During the conversation, Dina said the motion for a ceasefire was not really a motion for a ceasefire.

“Obviously, Netanyahu is not waiting for Inner West Council to say the genocide will stop,” she said. “We all know that.”

“It was a token gesture where our elected representatives reflect the values of our community. To reflect your humanitarian values and principles.”

Yiana said, “We can’t undervalue the importance of people in a position of power saying, ‘I hear you, I see your pain.’ I feel like there’s no way that not watching the same video and seeing the same photos that we’re seeing. It’s unconscionable to me.” 

Vi Pham, committee member with a Vietnamese background, added that humanity is “a very simple thing.”

“Many people in the community have an experience of war. I have that experience too. It affects them so badly,” she said.

“It’s like it’s happening again.”

Mental health effects of the war on people in Australia

While the war in Gaza has undoubtedly impacted people from both Palestine and Israel severely, especially with spikes in Islamophobic and anti-Semitic crimes, what’s happening can also evoke for other communities memories of the wars in their own histories.

Other communities in Australia that have experiences of war in their histories have also been particularly affected by what’s happening in Gaza.

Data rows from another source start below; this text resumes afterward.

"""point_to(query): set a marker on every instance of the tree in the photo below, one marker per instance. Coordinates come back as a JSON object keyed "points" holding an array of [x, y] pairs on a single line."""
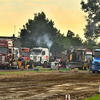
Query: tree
{"points": [[70, 34], [40, 31], [92, 7]]}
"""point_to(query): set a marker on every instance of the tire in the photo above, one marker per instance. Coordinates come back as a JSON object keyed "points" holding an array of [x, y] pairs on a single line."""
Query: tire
{"points": [[45, 64]]}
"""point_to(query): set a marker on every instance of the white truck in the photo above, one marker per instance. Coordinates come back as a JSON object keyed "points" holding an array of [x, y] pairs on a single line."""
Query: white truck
{"points": [[40, 56]]}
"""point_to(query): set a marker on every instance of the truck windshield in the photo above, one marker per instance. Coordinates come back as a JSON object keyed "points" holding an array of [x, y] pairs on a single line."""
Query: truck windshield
{"points": [[36, 53], [88, 56], [3, 50], [97, 54], [25, 54]]}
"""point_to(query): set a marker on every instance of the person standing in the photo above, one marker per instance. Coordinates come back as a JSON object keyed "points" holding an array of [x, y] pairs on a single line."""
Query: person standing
{"points": [[22, 62], [68, 54]]}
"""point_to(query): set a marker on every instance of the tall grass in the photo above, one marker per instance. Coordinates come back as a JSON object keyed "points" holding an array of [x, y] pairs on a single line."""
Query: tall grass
{"points": [[96, 97]]}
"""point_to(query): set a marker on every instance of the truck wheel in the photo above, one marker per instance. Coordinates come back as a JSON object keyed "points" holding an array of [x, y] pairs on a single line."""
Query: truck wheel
{"points": [[45, 64]]}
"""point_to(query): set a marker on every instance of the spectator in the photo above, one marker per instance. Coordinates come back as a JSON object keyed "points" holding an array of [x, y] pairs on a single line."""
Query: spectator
{"points": [[22, 62]]}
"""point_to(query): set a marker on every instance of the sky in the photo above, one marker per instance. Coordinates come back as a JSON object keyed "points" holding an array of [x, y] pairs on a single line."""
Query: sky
{"points": [[66, 14]]}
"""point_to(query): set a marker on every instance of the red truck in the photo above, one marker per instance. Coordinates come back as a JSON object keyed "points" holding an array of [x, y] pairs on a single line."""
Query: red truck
{"points": [[6, 54]]}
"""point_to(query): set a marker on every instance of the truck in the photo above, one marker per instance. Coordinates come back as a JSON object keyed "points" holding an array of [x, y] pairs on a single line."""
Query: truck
{"points": [[95, 67], [7, 54], [78, 59], [26, 53], [41, 56]]}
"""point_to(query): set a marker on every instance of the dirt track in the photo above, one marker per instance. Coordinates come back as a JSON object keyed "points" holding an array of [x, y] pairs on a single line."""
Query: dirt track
{"points": [[49, 85]]}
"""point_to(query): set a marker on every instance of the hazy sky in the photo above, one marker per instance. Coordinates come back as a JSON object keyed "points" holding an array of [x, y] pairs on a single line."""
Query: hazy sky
{"points": [[66, 14]]}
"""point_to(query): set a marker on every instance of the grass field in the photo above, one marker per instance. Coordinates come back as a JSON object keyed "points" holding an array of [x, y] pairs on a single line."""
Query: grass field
{"points": [[96, 97]]}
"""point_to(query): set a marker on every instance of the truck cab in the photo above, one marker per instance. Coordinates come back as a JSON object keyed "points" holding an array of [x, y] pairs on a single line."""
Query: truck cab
{"points": [[79, 58], [96, 61], [40, 56]]}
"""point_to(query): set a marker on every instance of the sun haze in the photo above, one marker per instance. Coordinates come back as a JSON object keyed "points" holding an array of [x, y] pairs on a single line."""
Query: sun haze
{"points": [[66, 14]]}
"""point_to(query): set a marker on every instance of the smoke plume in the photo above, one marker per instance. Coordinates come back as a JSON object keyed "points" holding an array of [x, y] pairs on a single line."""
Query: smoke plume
{"points": [[43, 40]]}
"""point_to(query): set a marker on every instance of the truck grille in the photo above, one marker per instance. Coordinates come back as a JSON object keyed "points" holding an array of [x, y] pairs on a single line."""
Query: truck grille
{"points": [[97, 63], [35, 58], [2, 59]]}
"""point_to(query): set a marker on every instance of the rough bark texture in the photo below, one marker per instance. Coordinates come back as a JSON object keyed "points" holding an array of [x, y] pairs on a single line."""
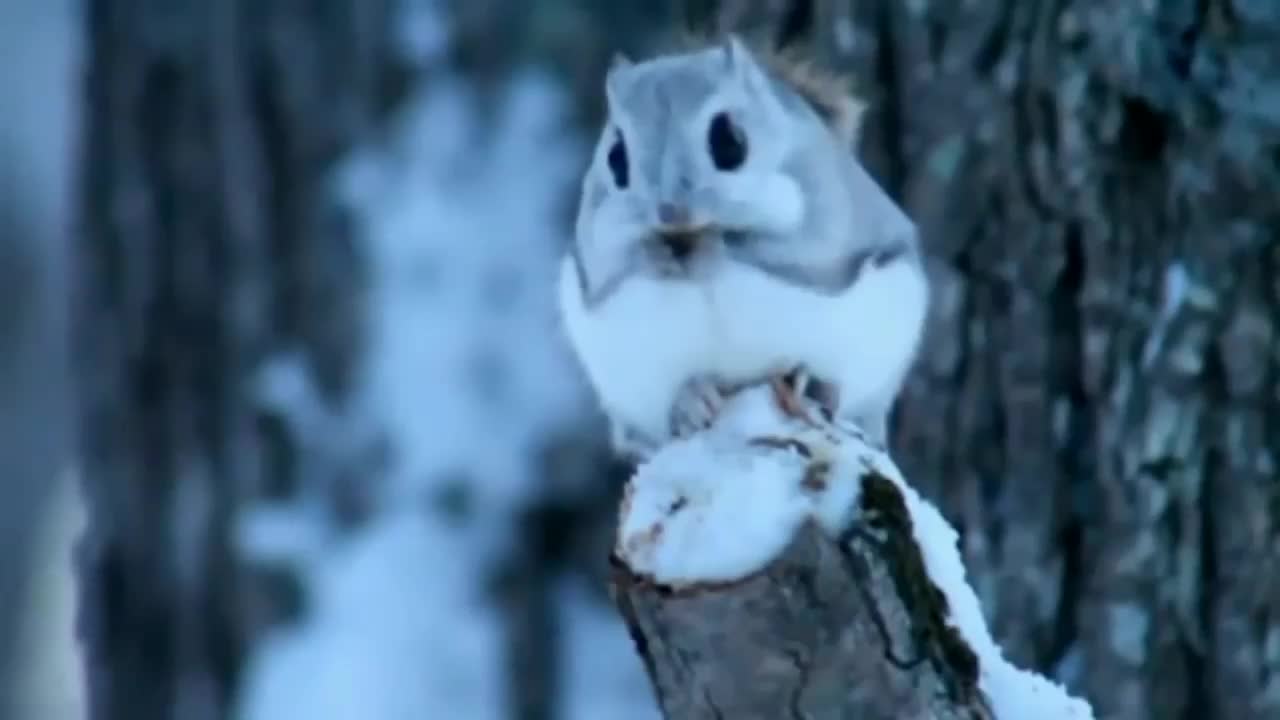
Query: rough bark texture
{"points": [[208, 251], [1112, 465], [830, 629]]}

Dr Susan Rees, a professor in the School of Clinical Medicine, UNSW Medicine & Health, and researcher and trauma expert in psychiatry, recently published an article on the mental health impacts of the Middle Eastern conflict on Australians.

Dr Rees also leads a large federally-funded mental health project with people from refugee backgrounds in Australia.

Speaking with City Hub, she said, “We have sufficient evidence to suggest that individuals and communities in Australia are, to different extents, being impacted by the Israel-Gaza war. The closer one is to the war the higher the probable risk for a traumatic response, for example, if the person has family or friends currently in the war zone, past residency in the area, previously experienced a war, has some connection with the region or affinity with the religion of either group.”

She noted that women and young people are typically at higher risk for experiencing the mental health effects of a traumatic event.

Describing the mental health effects, she said, “Symptoms can range from mild to severe and can include PTSD-like symptoms including feeling excessively anxious, nervous, angry, having trouble sleeping, nightmares, intrusive thoughts, or memories of a trauma, easily startled, or greater than usual problems with concentrating. Others might find it difficult to stop reading about the war, feel fearful, or detached, or numb or very sad. Trauma can also manifest physically, including headaches, stomach aches or nausea.”

Dr Rees emphasised that the current conflict is bringing up traumatic memories and mental distress for people who carry disturbing memories of war from their own country already.

She said to City Hub: “People who arrived as refugees, or have come to Australia from a conflict or trauma background, are having a re-emergence of traumatic memories and/or feelings of mental distress. This includes, for example, Vietnamese, Sudanese, Tamil Sri Lankan, Iraqi, people from Myanmar, Afghanistan, and Syria, as well as people who lived through the Holocaust or are their family members impacted by intergenerational trauma.”

“This means a large population in Australia are at risk of feeling mental distress during this current conflict.”

Palestine speaks to many

Thousands have come together weekly in Australian cities, and across the world, to protest against the war in Gaza.

But the situation in Gaza speaks to many. Ireland, for instance, has shown particularly strong support for Palestine, perhaps remembering through Gaza their own history of oppression under British rule.

Wael said, “As I often say to my colleagues and my friends, Palestine is not just for the Palestinians. It’s a lot more, because it triggers lots of issues.” 

“Palestine speaks to many countries and many issues – poverty, humanitarian issues, politics, oppression, racism.”

“Palestine is a whole representation of that, for many people, everywhere.”